São Petersburgo, Império da Rússia, 18 de março de 1842.

De: Aleksandr Nicolaevich Romanov, primogênito e príncipe herdeiro (czarevich), filho de Nicolau I, da Rússia e da princesa Carlota, da Prússia.

Para: Sua Alteza Imperial Pedro de Alcântara João Carlos Leopoldo Salvador Bibiano Francisco Xavier de Paula Leocádio Miguel Gabriel Rafael Gonzaga – Dom Pedro II, mui digno Imperador Constitucional e Perpétuo Defensor do Brasil.
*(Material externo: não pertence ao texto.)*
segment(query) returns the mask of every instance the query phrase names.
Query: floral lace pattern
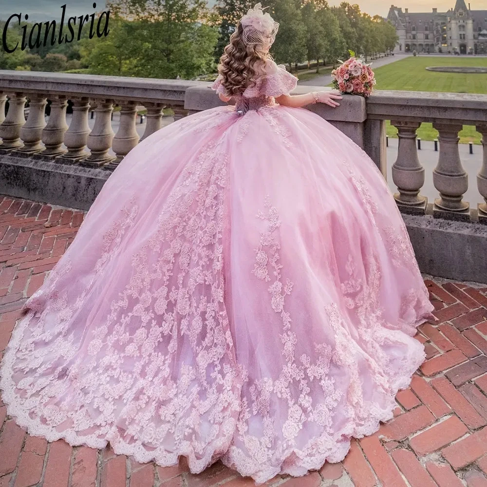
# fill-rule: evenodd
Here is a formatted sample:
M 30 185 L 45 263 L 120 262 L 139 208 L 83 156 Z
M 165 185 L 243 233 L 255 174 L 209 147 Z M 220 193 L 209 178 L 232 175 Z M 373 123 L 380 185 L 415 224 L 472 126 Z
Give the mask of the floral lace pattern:
M 405 227 L 370 159 L 261 103 L 266 82 L 258 109 L 169 125 L 104 186 L 2 362 L 32 434 L 262 483 L 392 417 L 432 309 Z
M 86 354 L 69 324 L 134 225 L 133 201 L 105 234 L 84 294 L 73 301 L 55 290 L 66 265 L 27 303 L 4 359 L 1 387 L 31 433 L 94 448 L 108 440 L 138 461 L 163 465 L 185 454 L 195 471 L 226 450 L 241 383 L 223 299 L 226 166 L 226 155 L 212 141 L 186 167 L 157 232 L 133 256 L 130 279 L 111 313 L 84 337 Z M 187 337 L 185 356 L 180 336 Z M 129 360 L 130 370 L 124 366 Z M 19 374 L 25 378 L 14 383 Z M 63 400 L 61 391 L 68 390 L 71 399 Z M 200 430 L 203 421 L 211 425 L 208 431 Z M 168 442 L 172 451 L 162 446 Z
M 335 303 L 325 307 L 334 332 L 333 340 L 315 343 L 310 355 L 297 356 L 299 336 L 293 329 L 293 317 L 286 307 L 286 297 L 291 295 L 294 284 L 285 278 L 285 269 L 280 263 L 278 232 L 281 222 L 268 196 L 264 207 L 266 212 L 260 211 L 257 216 L 265 223 L 266 228 L 254 250 L 251 272 L 258 279 L 269 283 L 270 306 L 282 320 L 282 368 L 278 377 L 245 381 L 237 425 L 238 435 L 224 458 L 226 464 L 243 475 L 252 475 L 258 482 L 281 471 L 280 468 L 273 469 L 271 466 L 276 455 L 287 458 L 285 471 L 295 475 L 300 474 L 303 465 L 314 469 L 319 468 L 325 459 L 342 460 L 349 448 L 348 438 L 371 434 L 377 430 L 379 421 L 393 417 L 396 393 L 407 387 L 425 356 L 419 344 L 411 343 L 411 339 L 402 332 L 393 331 L 382 317 L 379 302 L 381 275 L 373 253 L 366 262 L 366 280 L 358 277 L 351 256 L 345 264 L 349 277 L 341 283 L 341 289 L 349 314 L 343 315 Z M 427 313 L 431 306 L 427 300 L 421 299 L 424 296 L 420 291 L 413 291 L 412 294 L 405 298 L 401 313 L 403 316 L 409 313 L 410 323 L 415 325 L 421 321 L 418 317 Z M 418 300 L 420 305 L 414 309 Z M 348 331 L 352 319 L 358 321 L 358 337 Z M 411 356 L 398 363 L 397 359 L 385 352 L 390 346 L 409 349 Z M 375 385 L 371 396 L 362 388 L 364 369 Z M 347 386 L 336 382 L 337 374 L 348 377 Z M 250 398 L 245 393 L 247 390 Z M 385 407 L 378 407 L 373 400 L 374 396 L 376 400 L 377 394 L 383 395 Z M 272 412 L 281 408 L 288 411 L 287 418 L 278 425 Z M 250 422 L 255 431 L 258 417 L 261 425 L 260 434 L 251 434 Z M 339 429 L 337 424 L 341 425 Z M 313 425 L 322 432 L 303 448 L 300 435 L 314 429 Z M 298 455 L 299 462 L 291 459 L 294 455 Z

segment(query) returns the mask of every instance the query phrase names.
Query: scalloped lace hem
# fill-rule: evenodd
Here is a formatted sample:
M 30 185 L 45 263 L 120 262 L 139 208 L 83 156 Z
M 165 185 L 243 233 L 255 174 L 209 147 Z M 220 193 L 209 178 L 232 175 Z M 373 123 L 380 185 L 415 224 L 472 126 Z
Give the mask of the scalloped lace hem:
M 423 315 L 423 317 L 426 315 Z M 417 327 L 428 320 L 423 318 L 413 326 Z M 169 452 L 163 447 L 148 450 L 141 444 L 129 444 L 121 439 L 116 427 L 108 431 L 105 438 L 96 435 L 81 435 L 73 430 L 62 432 L 44 424 L 37 418 L 31 417 L 25 408 L 19 404 L 14 393 L 15 386 L 12 379 L 12 365 L 14 357 L 14 348 L 18 344 L 21 337 L 20 330 L 16 326 L 10 341 L 5 350 L 0 367 L 0 390 L 3 391 L 2 399 L 7 408 L 7 413 L 14 418 L 17 424 L 24 428 L 31 435 L 42 436 L 49 442 L 63 439 L 72 446 L 85 445 L 91 448 L 102 449 L 109 443 L 117 455 L 131 456 L 139 463 L 154 462 L 163 467 L 171 467 L 179 463 L 180 456 L 186 457 L 189 470 L 192 473 L 198 474 L 219 460 L 244 477 L 251 477 L 258 485 L 263 484 L 277 475 L 289 475 L 302 477 L 310 471 L 320 468 L 325 462 L 337 463 L 346 456 L 350 449 L 353 438 L 360 438 L 376 432 L 380 423 L 393 417 L 393 410 L 397 406 L 395 398 L 399 391 L 407 388 L 411 383 L 414 372 L 426 358 L 424 347 L 418 342 L 412 357 L 405 360 L 403 370 L 391 384 L 390 402 L 387 407 L 372 413 L 365 424 L 347 425 L 333 435 L 323 433 L 310 440 L 302 450 L 290 448 L 281 456 L 281 459 L 275 466 L 263 466 L 248 458 L 244 463 L 240 459 L 241 450 L 232 444 L 232 442 L 224 439 L 216 440 L 209 444 L 208 452 L 203 457 L 197 456 L 195 450 L 187 442 L 177 451 Z M 324 449 L 323 446 L 325 446 Z M 324 451 L 323 451 L 324 450 Z M 319 451 L 319 453 L 316 453 Z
Assunto: Estagio não remunerado para conselhos políticos, treinamento sobre governabilidade e noções para uma boa administração de um império. 



Majestade,
Na qualidade de príncipe herdeiro do Império da Rússia e com a idade atual de 22 anos (exatamente sete anos mais velho do que Vossa Majestade, prematuramente declarado e coroado Imperador do Brasil), dirijo-me a presença de Vossa Alteza, nesta oportunidade, pelos motivos que a seguir passarei a expor:

1. Minha educação, como futuro imperador da Rússia, é feita sob a supervisão de Vasily Zhukovsky, poeta liberal e tradutor competente, muito conhecido por aqui, que incluiu em meu aprendizado várias disciplinas importantes para o desempenho da sagrada missão de um imperador; bem como, o estudo das principais línguas europeias. Imagino que Vossa Alteza esteja passando por algo semelhante no Brasil, pelas mãos do seu tutor José Bonifácio de Andrada; em que pese haver assumido o Império com apenas cinco anos de idade e coroado imperador aos quinze.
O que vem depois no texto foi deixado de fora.